Plague of Doves, by Louise Erdrich

I started listening to Plague of Doves in early December--then I was out of town for a week and sick for two weeks and didn't get out to walk (which is when I listen to audio books). When I returned to the novel, I had a hard time remembering all the connections between the books multiple narrators and narrative threads. So, I am quite sure I have missed a lot. But here's the basic story:

The book opens with five members of a white family being killed in their home in Pluto, ND, near the Ojibwe reservation. A baby girl survives.  The author then begins the narration of Evelina Harp, a young Native American girl who is enamored with classmate Corwin Peace, whose family plans a large role in the history of Pluto and the reservation, and loves the stories of her grandfather Mooshum. From Mooshum, Eve hears the story of the murder and the subsequent hanging of a group of Native American men who discovered the crime scene; although Mooshum was with the group, his life was spared, a mystery that is solved near the end of the book. Judge Antone Coutts provides a second narrative point of view; as a descendant of one of Pluto's founders and the observer of wrongdoing in his courtroom, he recounts the very early history of the community, as well as stories about some notable crimes and his own love life. Marn Wolde, a local farm girl who falls for and runs off with the evangelist Billy Peace, is a third narrator. At the end of the book, a fourth narrator emerges to tell readers what happened to the baby girl who survived the family massacre.

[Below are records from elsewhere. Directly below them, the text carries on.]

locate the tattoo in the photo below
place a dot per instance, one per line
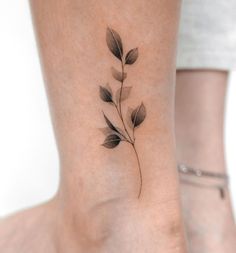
(125, 133)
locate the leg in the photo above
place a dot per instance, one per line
(200, 98)
(110, 201)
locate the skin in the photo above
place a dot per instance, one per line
(96, 208)
(200, 100)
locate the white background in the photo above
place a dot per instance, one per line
(28, 158)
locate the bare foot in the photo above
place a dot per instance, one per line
(131, 228)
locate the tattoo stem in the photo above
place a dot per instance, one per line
(140, 171)
(119, 103)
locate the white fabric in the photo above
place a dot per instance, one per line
(207, 35)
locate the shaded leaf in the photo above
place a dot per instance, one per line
(107, 131)
(112, 141)
(114, 43)
(105, 94)
(138, 115)
(118, 75)
(110, 125)
(131, 56)
(125, 93)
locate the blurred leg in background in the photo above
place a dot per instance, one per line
(200, 99)
(206, 53)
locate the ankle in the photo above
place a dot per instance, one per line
(155, 226)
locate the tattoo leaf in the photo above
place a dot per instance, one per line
(125, 93)
(119, 76)
(112, 141)
(110, 125)
(131, 56)
(114, 43)
(105, 94)
(138, 115)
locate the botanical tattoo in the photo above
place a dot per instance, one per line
(125, 133)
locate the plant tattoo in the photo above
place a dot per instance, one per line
(114, 135)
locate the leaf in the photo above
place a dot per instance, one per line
(111, 141)
(110, 125)
(107, 131)
(138, 115)
(131, 56)
(118, 75)
(114, 43)
(125, 93)
(105, 94)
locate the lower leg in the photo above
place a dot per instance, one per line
(98, 205)
(200, 98)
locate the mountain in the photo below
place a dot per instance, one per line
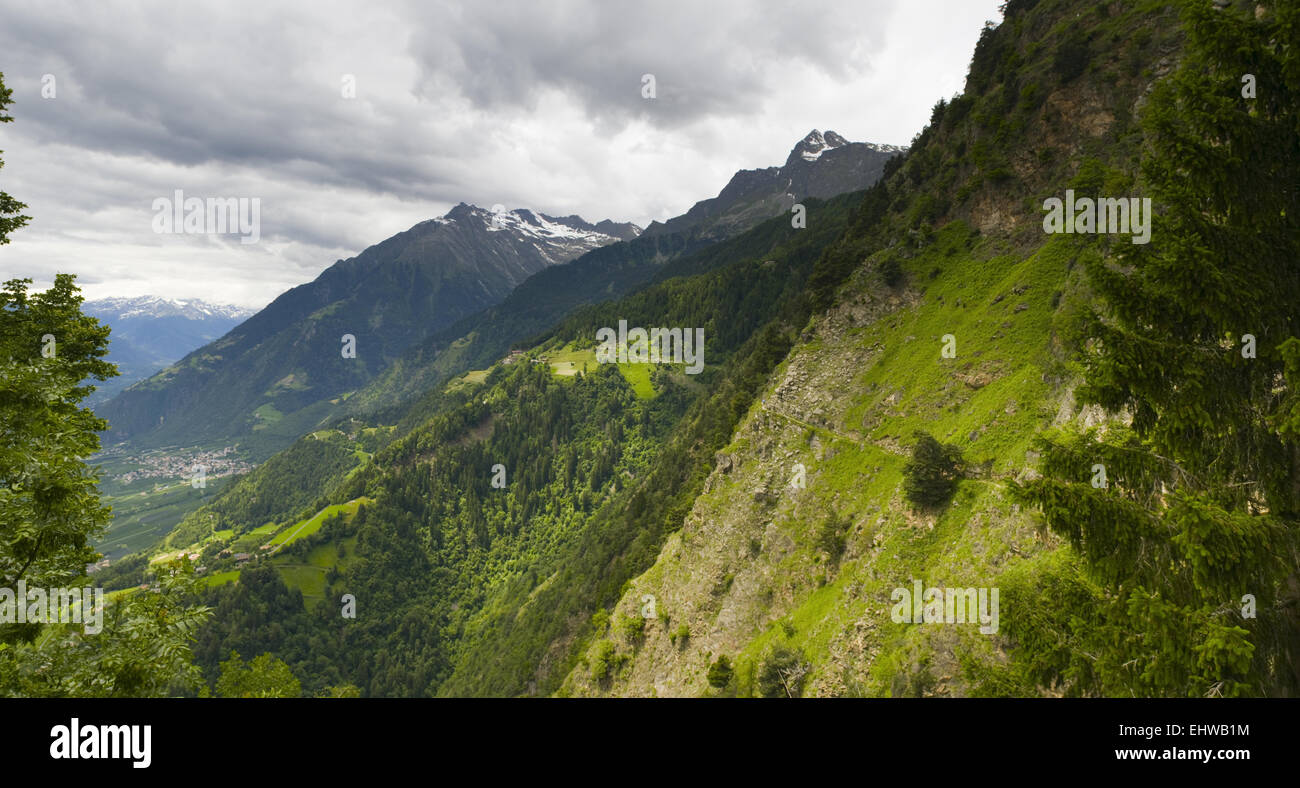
(151, 332)
(746, 531)
(820, 165)
(274, 375)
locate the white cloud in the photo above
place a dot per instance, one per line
(528, 105)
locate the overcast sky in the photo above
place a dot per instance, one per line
(529, 105)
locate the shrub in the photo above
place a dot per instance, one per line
(783, 672)
(832, 536)
(931, 475)
(720, 672)
(601, 661)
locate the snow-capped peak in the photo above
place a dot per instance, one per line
(817, 143)
(156, 306)
(811, 147)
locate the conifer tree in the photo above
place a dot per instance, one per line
(1194, 351)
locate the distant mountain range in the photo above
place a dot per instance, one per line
(820, 165)
(151, 332)
(280, 369)
(473, 280)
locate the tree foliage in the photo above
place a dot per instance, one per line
(932, 472)
(1203, 488)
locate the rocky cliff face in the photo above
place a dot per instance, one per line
(801, 536)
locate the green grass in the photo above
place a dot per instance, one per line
(308, 527)
(221, 577)
(265, 416)
(568, 360)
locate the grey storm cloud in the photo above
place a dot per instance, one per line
(706, 57)
(525, 104)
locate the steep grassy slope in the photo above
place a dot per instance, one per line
(767, 572)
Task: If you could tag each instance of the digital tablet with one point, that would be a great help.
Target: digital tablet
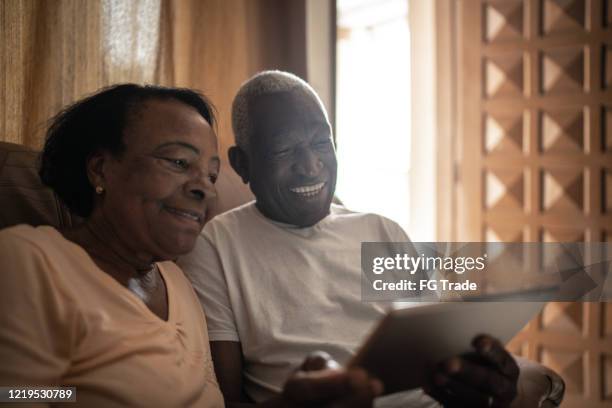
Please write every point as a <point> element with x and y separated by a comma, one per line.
<point>407,343</point>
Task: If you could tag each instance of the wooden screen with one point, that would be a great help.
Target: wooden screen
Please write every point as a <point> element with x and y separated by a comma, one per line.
<point>535,122</point>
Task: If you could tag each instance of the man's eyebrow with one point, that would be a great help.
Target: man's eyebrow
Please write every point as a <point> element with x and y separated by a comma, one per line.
<point>179,143</point>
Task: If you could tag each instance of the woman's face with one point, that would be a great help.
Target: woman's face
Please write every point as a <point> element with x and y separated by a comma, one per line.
<point>158,190</point>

Native American and Anglo families in Pluto and on the reservation are inextricably linked--through marriage,  through shared geography, and especially through their shared history. In particular Eve and Judge Coutts reveal the history of the community--in a chronologically disjointed manner--while telling their own engaging stories. As is always the case with Erdrich, the book is packed with details that add depth and raise questions. I must admit I wish I had read this book in print, so I could easily look back and forth to better understand the chronology and genealogy. Nonetheless, I found Erdrich's lyrical prose, complex and quirky characters, and nuanced look at the ties that bind people together rewarding. And the ending did surprise me without feeling gimmicky, another plus.

Favorite passages:
I saw that the loss of their land was lodged inside of them forever. This loss would enter me too. Over time, I came to know that the sorrow was a thing that each of them covered up according to their character. My old uncle through his passionate discipline. My mother through strict kindness and cleanly order. As for my grandfather, he used the patient art of ridicule.

If only they were not near death, this would be a very pleasant night.

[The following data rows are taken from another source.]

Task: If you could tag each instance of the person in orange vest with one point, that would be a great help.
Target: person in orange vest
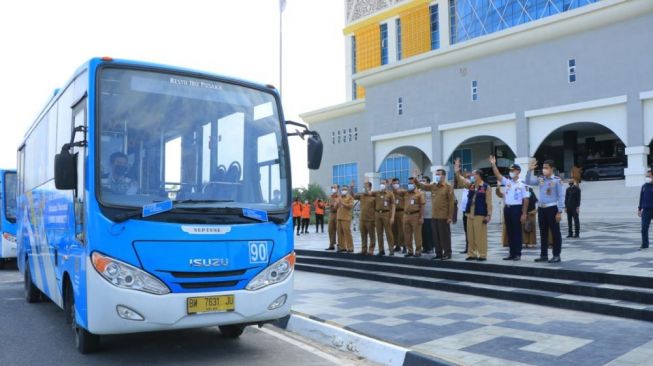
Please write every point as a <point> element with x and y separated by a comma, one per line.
<point>306,216</point>
<point>319,215</point>
<point>297,214</point>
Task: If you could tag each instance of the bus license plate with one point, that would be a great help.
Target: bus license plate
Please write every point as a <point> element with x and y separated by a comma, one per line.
<point>196,305</point>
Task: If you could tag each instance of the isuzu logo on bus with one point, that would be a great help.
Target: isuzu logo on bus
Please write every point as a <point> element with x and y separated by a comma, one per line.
<point>208,262</point>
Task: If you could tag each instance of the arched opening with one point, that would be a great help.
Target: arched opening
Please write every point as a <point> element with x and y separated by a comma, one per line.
<point>593,147</point>
<point>474,153</point>
<point>401,162</point>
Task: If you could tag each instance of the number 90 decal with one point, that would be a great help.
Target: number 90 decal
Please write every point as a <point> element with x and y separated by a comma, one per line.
<point>258,252</point>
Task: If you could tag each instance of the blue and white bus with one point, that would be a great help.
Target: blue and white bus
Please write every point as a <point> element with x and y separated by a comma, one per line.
<point>7,216</point>
<point>157,198</point>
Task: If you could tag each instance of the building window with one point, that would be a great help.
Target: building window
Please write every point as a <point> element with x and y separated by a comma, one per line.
<point>345,174</point>
<point>465,156</point>
<point>395,166</point>
<point>384,43</point>
<point>571,68</point>
<point>435,27</point>
<point>398,27</point>
<point>471,19</point>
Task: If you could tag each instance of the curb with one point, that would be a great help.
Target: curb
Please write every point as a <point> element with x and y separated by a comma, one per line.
<point>341,338</point>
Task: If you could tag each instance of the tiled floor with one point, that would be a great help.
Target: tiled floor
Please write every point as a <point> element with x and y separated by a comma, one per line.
<point>610,247</point>
<point>473,330</point>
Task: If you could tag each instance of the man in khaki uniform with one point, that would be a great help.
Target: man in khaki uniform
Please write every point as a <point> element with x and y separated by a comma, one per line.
<point>345,208</point>
<point>413,218</point>
<point>384,216</point>
<point>442,210</point>
<point>398,226</point>
<point>332,205</point>
<point>367,217</point>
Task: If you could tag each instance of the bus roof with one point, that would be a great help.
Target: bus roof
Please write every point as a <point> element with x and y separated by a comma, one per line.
<point>96,61</point>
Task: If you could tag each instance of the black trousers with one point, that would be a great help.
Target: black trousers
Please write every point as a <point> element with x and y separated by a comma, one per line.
<point>512,215</point>
<point>427,236</point>
<point>572,217</point>
<point>319,222</point>
<point>547,221</point>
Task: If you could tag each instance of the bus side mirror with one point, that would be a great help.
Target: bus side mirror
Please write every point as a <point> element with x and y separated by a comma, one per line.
<point>314,149</point>
<point>65,170</point>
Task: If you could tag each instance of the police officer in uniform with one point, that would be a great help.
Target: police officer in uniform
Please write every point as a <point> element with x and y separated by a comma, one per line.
<point>515,209</point>
<point>332,204</point>
<point>398,226</point>
<point>367,216</point>
<point>384,216</point>
<point>413,219</point>
<point>345,208</point>
<point>552,205</point>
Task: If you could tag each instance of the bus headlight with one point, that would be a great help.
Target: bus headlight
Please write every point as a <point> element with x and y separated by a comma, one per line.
<point>123,275</point>
<point>275,273</point>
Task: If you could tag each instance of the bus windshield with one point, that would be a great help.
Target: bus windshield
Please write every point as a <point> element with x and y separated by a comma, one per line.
<point>10,196</point>
<point>200,142</point>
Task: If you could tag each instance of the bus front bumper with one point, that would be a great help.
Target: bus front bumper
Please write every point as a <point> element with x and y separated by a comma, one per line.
<point>8,247</point>
<point>168,312</point>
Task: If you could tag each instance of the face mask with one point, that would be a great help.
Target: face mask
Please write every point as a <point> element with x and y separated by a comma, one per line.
<point>120,170</point>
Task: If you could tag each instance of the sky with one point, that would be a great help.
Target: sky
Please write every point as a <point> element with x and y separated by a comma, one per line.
<point>43,42</point>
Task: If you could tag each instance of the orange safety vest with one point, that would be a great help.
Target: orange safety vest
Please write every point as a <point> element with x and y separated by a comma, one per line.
<point>296,209</point>
<point>306,211</point>
<point>319,208</point>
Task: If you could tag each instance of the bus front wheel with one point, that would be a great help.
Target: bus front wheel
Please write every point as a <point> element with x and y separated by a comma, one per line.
<point>85,341</point>
<point>232,331</point>
<point>32,293</point>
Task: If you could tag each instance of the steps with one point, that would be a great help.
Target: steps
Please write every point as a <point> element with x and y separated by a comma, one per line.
<point>601,293</point>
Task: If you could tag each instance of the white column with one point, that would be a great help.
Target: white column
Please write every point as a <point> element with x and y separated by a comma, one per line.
<point>637,165</point>
<point>443,21</point>
<point>348,67</point>
<point>374,178</point>
<point>392,41</point>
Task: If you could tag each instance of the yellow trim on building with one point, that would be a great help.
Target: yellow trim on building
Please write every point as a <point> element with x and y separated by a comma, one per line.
<point>383,15</point>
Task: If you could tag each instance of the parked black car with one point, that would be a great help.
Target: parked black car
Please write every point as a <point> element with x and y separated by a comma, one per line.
<point>602,169</point>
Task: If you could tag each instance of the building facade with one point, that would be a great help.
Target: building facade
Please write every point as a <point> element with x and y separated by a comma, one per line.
<point>430,81</point>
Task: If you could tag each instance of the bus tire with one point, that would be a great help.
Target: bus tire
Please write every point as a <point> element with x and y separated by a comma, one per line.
<point>85,341</point>
<point>232,331</point>
<point>32,293</point>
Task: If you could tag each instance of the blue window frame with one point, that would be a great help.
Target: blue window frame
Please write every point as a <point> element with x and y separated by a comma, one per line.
<point>435,27</point>
<point>398,27</point>
<point>396,166</point>
<point>471,19</point>
<point>384,43</point>
<point>344,174</point>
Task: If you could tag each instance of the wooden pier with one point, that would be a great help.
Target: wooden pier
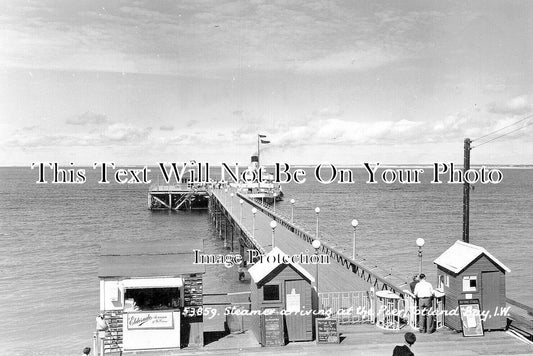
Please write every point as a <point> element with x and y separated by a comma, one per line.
<point>232,214</point>
<point>183,196</point>
<point>338,276</point>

When we are young, the words are scattered all around us. As they are assembled by experience, so also are we, sentence by sentence, until the story takes shape.

Old love, middle love, the kind of love that knows itself, that knows that nothing lasts, is a desperate shared wildness.

My work in the cemetery told me everyday what happens when you let an unsatisfactory present go on long enough. It becomes your entire history.